Miejsce to odwiedziliśmy przy okazji spędzania ferii w Wiśle. Szlak rozpoczyna sięw Wiśle Czarne i można albo podjechać sobie zaprzęgiem alba tak jak my zrobić sobie spacer wzłuż pięknej Białej Wisełki. Fakt że do kaskad szliśmy jakieś półtorej godziny ale piękno zimowej aury to wynagradzało. Mogliśmy dokładnie przyjże ć się zamrożonej miejscami rzece, niesamowitym rzeźbom które na niej powstały. Zamarznięte większe i mniejsze kaskady, nurt wody pod lodem - to są niesamowite widoki.

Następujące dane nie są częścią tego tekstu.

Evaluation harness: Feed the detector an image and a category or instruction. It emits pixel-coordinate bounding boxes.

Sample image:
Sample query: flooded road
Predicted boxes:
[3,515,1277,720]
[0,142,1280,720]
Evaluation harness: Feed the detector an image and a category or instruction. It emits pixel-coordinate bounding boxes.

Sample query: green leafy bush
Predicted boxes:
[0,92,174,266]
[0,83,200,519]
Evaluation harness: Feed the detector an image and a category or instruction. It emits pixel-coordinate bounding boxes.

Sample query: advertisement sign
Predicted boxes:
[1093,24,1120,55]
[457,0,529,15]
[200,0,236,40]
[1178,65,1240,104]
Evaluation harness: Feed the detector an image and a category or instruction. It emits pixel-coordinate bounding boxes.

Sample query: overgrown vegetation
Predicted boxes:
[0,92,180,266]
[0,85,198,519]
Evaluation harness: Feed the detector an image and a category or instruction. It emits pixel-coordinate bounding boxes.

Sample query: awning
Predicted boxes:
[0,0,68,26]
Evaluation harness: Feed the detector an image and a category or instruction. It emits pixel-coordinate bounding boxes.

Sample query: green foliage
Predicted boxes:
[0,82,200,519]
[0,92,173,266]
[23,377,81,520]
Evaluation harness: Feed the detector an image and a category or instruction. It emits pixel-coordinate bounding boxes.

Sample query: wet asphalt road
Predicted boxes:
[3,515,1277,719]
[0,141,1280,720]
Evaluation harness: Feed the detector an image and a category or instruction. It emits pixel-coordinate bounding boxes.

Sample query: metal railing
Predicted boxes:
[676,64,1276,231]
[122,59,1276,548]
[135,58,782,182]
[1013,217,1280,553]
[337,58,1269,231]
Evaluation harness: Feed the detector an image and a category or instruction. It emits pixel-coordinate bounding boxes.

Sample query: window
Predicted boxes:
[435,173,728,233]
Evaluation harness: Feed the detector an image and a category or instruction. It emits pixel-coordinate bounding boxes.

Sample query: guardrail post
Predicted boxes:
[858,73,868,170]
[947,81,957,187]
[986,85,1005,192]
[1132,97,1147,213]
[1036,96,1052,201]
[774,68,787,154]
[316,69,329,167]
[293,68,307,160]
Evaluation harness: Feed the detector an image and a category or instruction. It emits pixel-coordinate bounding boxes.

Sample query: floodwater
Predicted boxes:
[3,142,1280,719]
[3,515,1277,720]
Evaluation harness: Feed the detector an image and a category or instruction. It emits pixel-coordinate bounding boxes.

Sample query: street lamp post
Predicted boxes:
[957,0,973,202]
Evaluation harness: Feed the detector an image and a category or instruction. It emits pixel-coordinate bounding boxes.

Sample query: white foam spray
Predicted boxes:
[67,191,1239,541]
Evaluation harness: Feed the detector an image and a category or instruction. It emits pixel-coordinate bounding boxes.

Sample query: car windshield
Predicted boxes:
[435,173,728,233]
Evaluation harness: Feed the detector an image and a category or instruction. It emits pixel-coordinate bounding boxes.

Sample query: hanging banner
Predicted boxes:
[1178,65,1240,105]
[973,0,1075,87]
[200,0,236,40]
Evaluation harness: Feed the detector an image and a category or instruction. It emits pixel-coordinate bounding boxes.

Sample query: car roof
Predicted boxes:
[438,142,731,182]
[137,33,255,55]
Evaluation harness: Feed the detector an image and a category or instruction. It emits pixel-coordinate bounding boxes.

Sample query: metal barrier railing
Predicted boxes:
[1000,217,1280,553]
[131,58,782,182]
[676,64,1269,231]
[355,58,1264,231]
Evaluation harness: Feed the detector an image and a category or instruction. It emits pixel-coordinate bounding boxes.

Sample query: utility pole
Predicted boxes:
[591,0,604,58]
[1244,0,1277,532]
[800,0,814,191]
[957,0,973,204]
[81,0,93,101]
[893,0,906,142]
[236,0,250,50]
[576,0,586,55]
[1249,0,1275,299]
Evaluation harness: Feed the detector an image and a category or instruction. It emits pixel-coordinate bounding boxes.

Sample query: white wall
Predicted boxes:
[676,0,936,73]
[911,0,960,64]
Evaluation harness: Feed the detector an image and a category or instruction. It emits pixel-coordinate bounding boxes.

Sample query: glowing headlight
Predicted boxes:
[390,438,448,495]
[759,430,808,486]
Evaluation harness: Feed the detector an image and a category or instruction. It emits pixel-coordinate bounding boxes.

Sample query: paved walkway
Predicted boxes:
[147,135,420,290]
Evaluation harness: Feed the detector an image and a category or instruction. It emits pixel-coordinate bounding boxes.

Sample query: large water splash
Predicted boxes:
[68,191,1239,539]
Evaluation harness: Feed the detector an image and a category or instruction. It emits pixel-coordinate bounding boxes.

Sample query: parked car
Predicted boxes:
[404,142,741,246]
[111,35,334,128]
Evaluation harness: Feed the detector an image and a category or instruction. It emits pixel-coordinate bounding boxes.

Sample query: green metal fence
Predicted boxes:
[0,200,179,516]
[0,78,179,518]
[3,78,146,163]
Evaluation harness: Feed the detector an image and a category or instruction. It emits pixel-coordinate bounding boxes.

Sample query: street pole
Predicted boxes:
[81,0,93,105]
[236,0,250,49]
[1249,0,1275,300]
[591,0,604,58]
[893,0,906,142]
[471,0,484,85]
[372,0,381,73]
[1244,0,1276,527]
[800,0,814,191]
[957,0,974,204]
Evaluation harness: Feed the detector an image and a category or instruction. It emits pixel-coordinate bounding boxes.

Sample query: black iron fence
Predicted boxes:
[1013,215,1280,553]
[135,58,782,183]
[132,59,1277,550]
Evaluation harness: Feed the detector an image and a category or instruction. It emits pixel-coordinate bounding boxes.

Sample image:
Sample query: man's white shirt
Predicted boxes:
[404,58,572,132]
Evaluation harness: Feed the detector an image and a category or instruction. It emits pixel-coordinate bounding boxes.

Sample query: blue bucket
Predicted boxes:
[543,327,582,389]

W jeszcze większy zachwyt wpadliśmy gdy doszliśmy do Kaskad Rodła które w zimie są zachwycające. Najbardziej niewiarygodne był największy wodospad na 3,5 metra. Z wierzchu zrobiła się warstwa lodu na kształt samej kaskady, tworząc jego rzeźbę, podczas gdy pod tym płaszczem lodu woda z wielkim łoskotem dalej płynęła swoim nurtem jakby nigdy nic.

Bardzo polecam odwiedzenia tego miejsca zimą, a ja mam nadzieję że kiedyś wybierzemy się tam też latem idąc w kierunku Babiej Góry.